2.1 Bem-Estar Subjetivo

Bem-estar subjetivo (BES) refere-se ao campo de estudos que busca a compreensão sobre as avaliações que as pessoas fazem de suas próprias vidas (Diener, Suh & Oish, 1997). Este campo apresentou expressivo crescimento devido ao esforço de pesquisadores na tentativa de reunir a literatura e buscar uma padronização do conceito (Diener, Scollon & Lucas, 2003).

Diener, Suh, Lucas e Smith (1999) relatam um expressivo trabalho sobre o conceito de bem-estar subjetivo publicado por Wilson no final da década de 60, no qual duas conclusões foram formuladas. A primeira é a de que as pessoas que desfrutavam de maiores vantagens eram mais felizes e, por sua vez, se apresentavam como indivíduos jovens, saudáveis, com boa educação, bem remunerados, otimistas, religiosos, casados, inteligentes e de aspirações modestas. A segunda conclusão relata que pouco progresso foi feito para uma melhor compreensão da felicidade desde a época dos filósofos gregos, os primeiros interessados em estudar o tema.

Ainda na busca de melhor descrever o conceito, diversos estudos (Diener, Suh & Oishi, 1997; Diener, Suh, Lucas & Smith, 1999; Diener & Lucas, 2000) tiveram como objetivo identificar a constituição do bem-estar subjetivo e chegaram a dois componentes: julgamento global de satisfação com a vida, ou com domínios específicos dela, e experiências emocionais

positivas e negativas. A satisfação com a vida é um componente cognitivo, e os afetos positivos e negativos representam a dimensão das emoções. Esta separação dos componentes de bem-estar subjetivo em dimensão cognitiva e afetiva aconteceu para facilitar a compreensão do conceito, não impedindo que estes componentes sejam interrelacionados (Lucas, Diener & Suh, 1996).

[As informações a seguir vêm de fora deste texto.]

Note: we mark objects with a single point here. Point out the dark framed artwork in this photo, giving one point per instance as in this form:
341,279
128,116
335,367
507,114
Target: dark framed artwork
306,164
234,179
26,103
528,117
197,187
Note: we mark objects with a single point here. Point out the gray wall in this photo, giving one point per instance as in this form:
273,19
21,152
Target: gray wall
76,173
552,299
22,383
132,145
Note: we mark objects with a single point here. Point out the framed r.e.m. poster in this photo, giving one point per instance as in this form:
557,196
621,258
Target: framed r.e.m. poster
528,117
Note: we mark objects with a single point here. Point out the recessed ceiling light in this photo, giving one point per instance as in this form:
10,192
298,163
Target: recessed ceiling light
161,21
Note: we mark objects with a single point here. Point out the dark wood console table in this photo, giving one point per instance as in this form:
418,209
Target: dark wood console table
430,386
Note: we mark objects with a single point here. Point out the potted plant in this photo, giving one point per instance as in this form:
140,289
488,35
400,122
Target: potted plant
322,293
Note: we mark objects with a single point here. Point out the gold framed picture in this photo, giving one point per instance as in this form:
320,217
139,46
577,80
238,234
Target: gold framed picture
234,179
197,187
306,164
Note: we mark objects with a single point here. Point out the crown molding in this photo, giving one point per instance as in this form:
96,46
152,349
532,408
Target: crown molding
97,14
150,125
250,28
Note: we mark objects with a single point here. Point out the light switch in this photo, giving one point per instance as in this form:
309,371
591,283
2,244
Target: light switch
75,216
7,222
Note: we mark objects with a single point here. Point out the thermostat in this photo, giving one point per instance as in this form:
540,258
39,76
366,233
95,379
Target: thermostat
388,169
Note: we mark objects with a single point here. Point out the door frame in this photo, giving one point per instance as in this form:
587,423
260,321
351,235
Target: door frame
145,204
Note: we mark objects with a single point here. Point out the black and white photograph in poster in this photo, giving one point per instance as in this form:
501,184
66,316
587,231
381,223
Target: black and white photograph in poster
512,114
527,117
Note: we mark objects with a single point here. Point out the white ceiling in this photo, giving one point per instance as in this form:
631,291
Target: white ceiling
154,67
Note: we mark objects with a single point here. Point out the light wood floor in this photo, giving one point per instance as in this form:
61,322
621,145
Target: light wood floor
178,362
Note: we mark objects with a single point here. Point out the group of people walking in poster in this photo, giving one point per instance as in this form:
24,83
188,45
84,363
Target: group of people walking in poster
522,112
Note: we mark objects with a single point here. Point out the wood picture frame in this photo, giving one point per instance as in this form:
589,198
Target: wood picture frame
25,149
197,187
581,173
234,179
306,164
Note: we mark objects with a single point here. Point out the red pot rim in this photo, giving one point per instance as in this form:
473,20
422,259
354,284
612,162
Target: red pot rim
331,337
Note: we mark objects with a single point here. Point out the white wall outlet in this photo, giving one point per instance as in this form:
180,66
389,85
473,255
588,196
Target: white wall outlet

O afeto positivo está relacionado às experiências positivas da pessoa e seus sentimentos de entusiasmo, alegria e estar alerta. O afeto negativo relaciona-se com o engajamento desfavorável e com sentimentos como raiva, desprezo, desgosto, culpa, medo e nervosismo (Watson, Clark & Tellegen, 1988). Já a satisfação geral com a vida trata do julgamento do indivíduo sobre sua satisfação com a vida, geral ou referenciada a domínios como trabalho, casamento e saúde, e abrange a satisfação com o passado, com a vida atual e com a vida futura (Diener & Suh, 1997; Freire, 2001; Neri, 2001). Sendo assim, um bom nível de BES se dá quando o indivíduo, em sua avaliação, reconhece um elevado nível de satisfação global com a vida, assim como um balanço positivo da vivência de afetos positivos e afetos negativos (Diener & Suh, 1997).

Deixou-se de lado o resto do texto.